In this lecture approaches developed within the transcultural Research Program "Visions of Community. Comparative Approaches to Ethnicity, Region and Empire in Christianity, Islam and Buddhism (400-1600 CE) (VISCOM)" are presented. By means of a selection of case studies situated in their wider socio-cultural contexts we ask how medieval ideas of “community” affect the making and unmaking of contemporary social formations. The concept of “community” underlying VISCOM´s comparative endeavours embraces various forms of social organization central to medieval life, such as ethnic, spiritual, or urban communities, and social categories such as family, kinship and gender as their key elements. This approach is informed by the wide temporal and geographical scope VISCOM embraces, but also by its interdisciplinary perspectives on community. Accordingly, we conceive of community as a comparative category to approach social and symbolic representations as well as practices of belonging and differing. In this lecture we will present selected case studies to exemplify the methodology applied in VISCOM´s working groups.

Christina Lutter holds a PhD from the Univ. of Vienna (1998) and is Professor at the History Department, University of Vienna and PI of the project Social and Cultural Communities across Medieval Monastic, Urban, and Courtly Cultures (SFB Visions of Community).  She is member of the Austrian Academy of Sciences, Member of the scientific board of the Forschungsstelle für Vergleichende Ordensgeschichte, Dresden; Vice president of the scientific board of the International Research Centre Kulturwissenschaften (IFK), and Member of the scientific board of the Institute for Jewish History in Austria. Her research interest covers medieval and early modern cultural and gender history, religious reform movements, entangled monastic, urban, and courtly cultures, as well as visions and practices of community and representations of emotions.
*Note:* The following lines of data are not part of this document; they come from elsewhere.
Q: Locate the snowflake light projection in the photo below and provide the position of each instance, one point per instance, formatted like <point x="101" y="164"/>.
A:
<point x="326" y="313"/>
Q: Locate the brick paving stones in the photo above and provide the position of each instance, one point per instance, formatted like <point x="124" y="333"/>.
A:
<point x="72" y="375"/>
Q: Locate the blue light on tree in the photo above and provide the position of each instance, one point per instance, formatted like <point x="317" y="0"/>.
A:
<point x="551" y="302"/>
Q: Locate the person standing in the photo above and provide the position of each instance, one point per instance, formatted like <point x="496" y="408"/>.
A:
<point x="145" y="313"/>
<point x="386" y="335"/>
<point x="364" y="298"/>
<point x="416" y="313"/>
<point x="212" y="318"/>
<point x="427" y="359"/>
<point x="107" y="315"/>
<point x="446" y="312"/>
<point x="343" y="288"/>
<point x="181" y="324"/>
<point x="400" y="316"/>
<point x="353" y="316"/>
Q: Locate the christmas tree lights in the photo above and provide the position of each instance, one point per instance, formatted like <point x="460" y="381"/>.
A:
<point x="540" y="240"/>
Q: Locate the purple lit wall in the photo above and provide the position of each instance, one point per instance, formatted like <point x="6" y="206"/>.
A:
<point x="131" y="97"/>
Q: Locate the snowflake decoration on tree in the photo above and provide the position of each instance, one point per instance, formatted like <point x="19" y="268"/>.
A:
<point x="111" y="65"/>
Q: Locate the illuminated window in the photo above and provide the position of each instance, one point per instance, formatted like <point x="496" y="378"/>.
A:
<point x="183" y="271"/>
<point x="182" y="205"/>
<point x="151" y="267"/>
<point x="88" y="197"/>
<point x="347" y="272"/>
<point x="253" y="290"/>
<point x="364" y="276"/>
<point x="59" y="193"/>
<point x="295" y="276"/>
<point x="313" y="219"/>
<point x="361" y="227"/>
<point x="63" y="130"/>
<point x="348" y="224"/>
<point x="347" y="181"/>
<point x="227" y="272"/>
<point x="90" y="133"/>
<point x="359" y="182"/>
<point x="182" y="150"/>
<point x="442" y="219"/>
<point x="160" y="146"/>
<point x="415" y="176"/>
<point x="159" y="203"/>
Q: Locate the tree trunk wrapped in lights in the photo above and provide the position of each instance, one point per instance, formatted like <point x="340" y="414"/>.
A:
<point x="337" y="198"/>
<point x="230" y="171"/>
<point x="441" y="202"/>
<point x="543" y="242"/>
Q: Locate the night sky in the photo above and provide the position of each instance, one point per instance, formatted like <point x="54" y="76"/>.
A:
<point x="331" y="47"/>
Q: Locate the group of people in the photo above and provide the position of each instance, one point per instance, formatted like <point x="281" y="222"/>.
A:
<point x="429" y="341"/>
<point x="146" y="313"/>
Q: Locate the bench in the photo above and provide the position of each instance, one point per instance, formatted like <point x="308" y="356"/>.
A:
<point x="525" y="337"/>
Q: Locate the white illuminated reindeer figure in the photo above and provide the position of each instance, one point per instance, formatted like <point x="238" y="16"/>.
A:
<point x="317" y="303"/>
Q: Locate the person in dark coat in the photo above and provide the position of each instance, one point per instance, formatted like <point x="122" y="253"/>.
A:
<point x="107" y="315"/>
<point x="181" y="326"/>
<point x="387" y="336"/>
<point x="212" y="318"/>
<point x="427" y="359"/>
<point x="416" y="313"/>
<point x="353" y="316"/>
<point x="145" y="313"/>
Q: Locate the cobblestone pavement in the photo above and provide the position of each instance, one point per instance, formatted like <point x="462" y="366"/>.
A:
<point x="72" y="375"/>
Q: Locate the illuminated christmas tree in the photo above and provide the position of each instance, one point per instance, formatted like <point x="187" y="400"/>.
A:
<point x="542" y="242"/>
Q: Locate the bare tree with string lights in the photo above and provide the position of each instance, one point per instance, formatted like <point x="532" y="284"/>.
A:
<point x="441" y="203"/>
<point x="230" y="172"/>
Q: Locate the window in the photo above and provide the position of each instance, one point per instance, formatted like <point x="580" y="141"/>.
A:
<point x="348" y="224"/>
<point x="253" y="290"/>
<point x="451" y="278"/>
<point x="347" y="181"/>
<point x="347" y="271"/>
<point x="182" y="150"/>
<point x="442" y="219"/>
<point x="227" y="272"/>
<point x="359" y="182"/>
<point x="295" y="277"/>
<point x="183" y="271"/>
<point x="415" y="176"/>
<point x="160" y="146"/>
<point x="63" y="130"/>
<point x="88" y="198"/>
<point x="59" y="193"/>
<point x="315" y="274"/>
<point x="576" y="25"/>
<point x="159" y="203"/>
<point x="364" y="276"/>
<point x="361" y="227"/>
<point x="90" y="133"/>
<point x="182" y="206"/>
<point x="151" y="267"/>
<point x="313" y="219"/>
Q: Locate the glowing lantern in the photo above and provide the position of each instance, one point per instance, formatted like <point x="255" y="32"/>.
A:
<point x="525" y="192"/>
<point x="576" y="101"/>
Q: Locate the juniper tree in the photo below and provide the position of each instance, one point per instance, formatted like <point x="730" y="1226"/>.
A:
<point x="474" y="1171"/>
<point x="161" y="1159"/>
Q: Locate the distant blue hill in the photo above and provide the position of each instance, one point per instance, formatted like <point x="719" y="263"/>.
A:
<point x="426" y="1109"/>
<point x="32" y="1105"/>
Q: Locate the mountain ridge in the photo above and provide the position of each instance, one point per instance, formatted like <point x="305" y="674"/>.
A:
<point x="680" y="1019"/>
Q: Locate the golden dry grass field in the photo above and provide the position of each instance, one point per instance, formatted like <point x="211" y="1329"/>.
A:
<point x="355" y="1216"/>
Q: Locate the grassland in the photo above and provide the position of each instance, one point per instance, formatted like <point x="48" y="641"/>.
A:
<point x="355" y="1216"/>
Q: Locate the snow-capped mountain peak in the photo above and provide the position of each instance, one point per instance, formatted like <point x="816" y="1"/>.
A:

Andre Gingrich  is  director of the Institute for Social Anthropology, Austrian Academy of Sciences. He finished both his PhD and his habilitation (1990) at the University of Vienna, where he is now a full professor at the Department of Social and Cultural Anthropology. He is a several times awarded scholar (and Wittgenstein Laureate in 2000) with an extensive ethnographic field research worldwide from Syria and Yemen to Saudi-Arabia and China. He was a co-founder of the European Association of Social Anthropologists. Gingrich specialises, among other things, in the anthropology of the Middle East, with emphasis on southern Arabia, on which he published extensively. He is a member of the most influential international anthropological organizations and anthropological scholarly journals’ editorial boards.